I notice deletions are mentioned in the context of holding data but not (unless I missed it) in the context of user-generated deletions. When a user generates a social data action (Tweet, RT, reply, etc.) then later deletes it, any researcher who may be holding the datapoint must also delete it or render it inaccessible. Very few do, in my experience. The "right to be forgotten" is still operational under GDPR, in my understanding of it, though I'd be happy to be updated. However, if some of you are holding my deleted Tweets in Europe in a spreadsheet, are you compliant? The term forgotten is not in the report. The term suspended does not appear in the report either but is fundamental to compliance with Twitter research terms. You cannot look at data from suspended accounts. Many academics are doing Twitter or Reddit data work because of generous data access options. I would say account suspensions and user deletions are fairly significant issues that should be kept in focus as systemic and ethically problematic failures in the current spreadsheet-centric paradigm for examining social data artifacts.
On Tue, May 31, 2022 at 1:14 PM Charles M. Ess via Air-L < air-l@listserv.aoir.org> wrote:
Dear colleagues,
as a quick follow up - first of all, a tremendous shout out to Rebekah for her work as chair of this project.

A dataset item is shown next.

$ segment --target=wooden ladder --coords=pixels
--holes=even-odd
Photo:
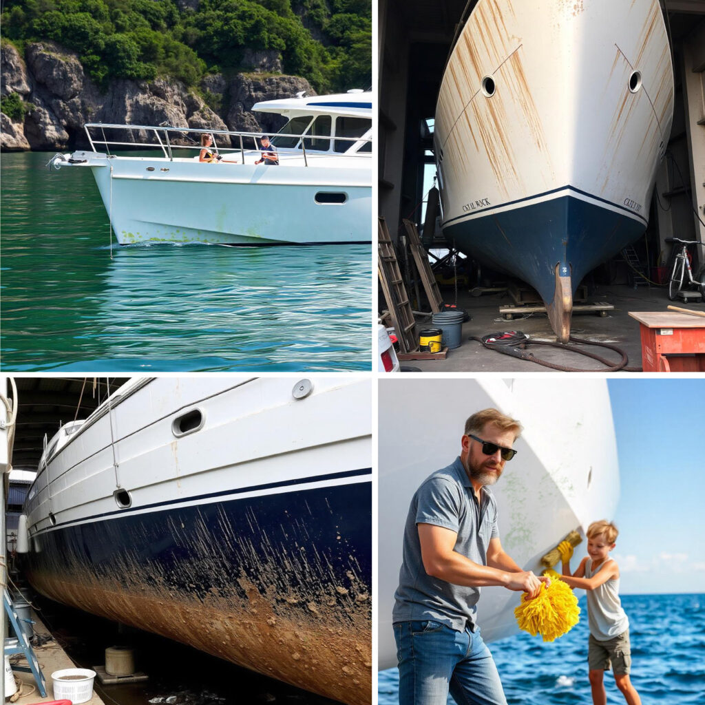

Bringing together representatives from major platforms, experts in GDPR and related law, NGOs, practicing researchers (and even an ethicist) into sharp and focused dialogue over the year+ leading up to this publication, coupled with the agreements over various aspects and elements of the Code of Conduct, was an all but superhuman task. As someone privileged to participate under Chatham House Rules, I am allowed to say that there was universal and enthusiastic consensus affirming Rebekah's extraordinary work in getting us to this place - a place that one at the outset could reasonably doubt we would ever see.

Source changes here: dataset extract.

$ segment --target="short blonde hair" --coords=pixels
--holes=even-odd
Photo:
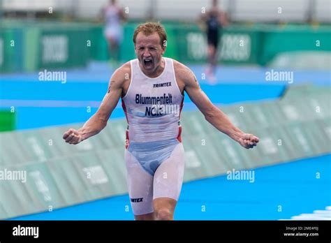
[[[139,24],[137,28],[135,28],[133,34],[133,43],[135,45],[137,36],[140,32],[142,32],[145,36],[149,36],[156,32],[159,36],[160,36],[161,45],[162,47],[166,45],[167,34],[166,33],[164,27],[159,22],[147,22],[145,24]]]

Secondly: the draft Code endorses the AoIR ethics guidelines 3.0 as follows:
The research should follow the Ethical Guidelines for Internet Research of the Association of Internet Researchers (as well as any other specialized or sector-based guidelines relevant to the research) and be reviewed and approved before data is requested from a DSO by an institutional, or appropriate third-party, ethical review board, as described in Part II of the Code. (p. 27). In addition, there will be reference to an affiliated document titled "Best practices and reflection questions for the Code of Conduct." The document cross references the 3.0 guidelines with several key issues raised in the draft Code, and is designed to serve as a springboard for further ethical reflection on the part of those developing the sorts of research envisioned and circumscribed therein. This latter document will soon appear on the EDMO website as well along with other documents affiliated with the draft Code. Here I would like to thank especially: aline shakti franzke (University of Duisburg-Essen); Stine Lomborg (Copenhagen University); Elizabeth Buchanan (Marshfield Clinic Research Institute) Rich Ling ( Norwegian Academy of Science and Letters); and Michael Zimmer (Marquette University) for their very great helps in putting this document together.

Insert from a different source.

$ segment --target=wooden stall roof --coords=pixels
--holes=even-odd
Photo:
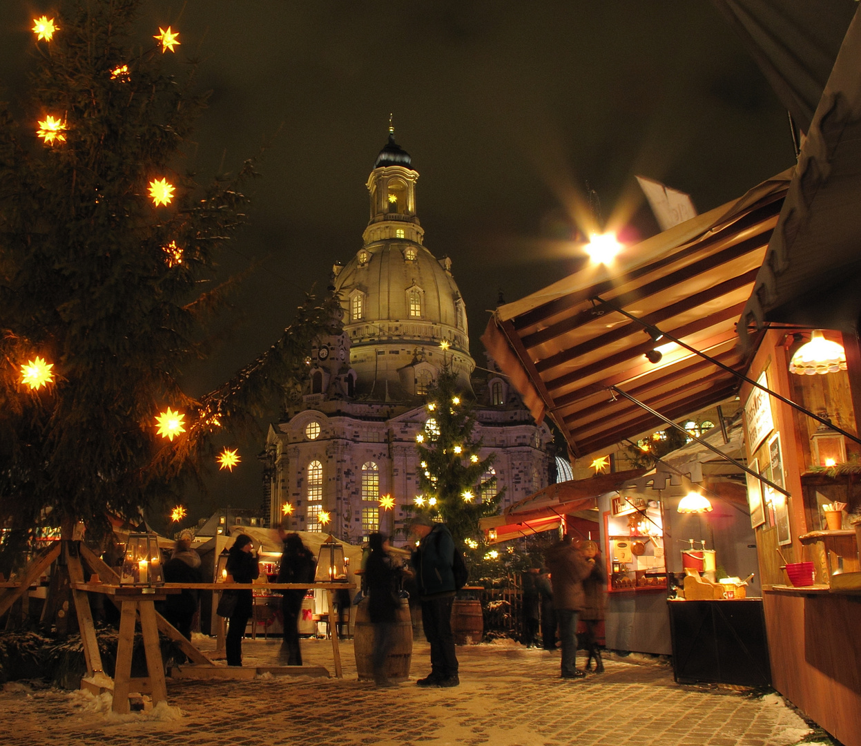
[[[616,386],[679,419],[734,395],[738,379],[678,345],[660,347],[609,305],[743,371],[735,324],[762,264],[789,170],[716,208],[588,265],[494,312],[481,338],[533,416],[559,426],[572,453],[600,453],[663,423]],[[645,353],[656,346],[657,364]]]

A thousand thanks to Rebekah and the Working Group, and I very much look forward to seeing how all of this unfolds.
All best, - charles
On 31/05/2022 16:30, Tromble, Rebekah via Air-L wrote:
Dear colleagues,
Earlier today the European Digital Media Observatory's Working Group on Platform-to-Researcher Data Access published its official report < https://edmo.eu/wp-content/uploads/2022/02/Report-of-the-European-Digital-Me...
.
The multi-stakeholder group has been hard at work for the last year. Our main charge was to draft a Code of Conduct under Article 40 of the GDPR that would facilitate better access to data for independent researchers. This report contains that draft Code.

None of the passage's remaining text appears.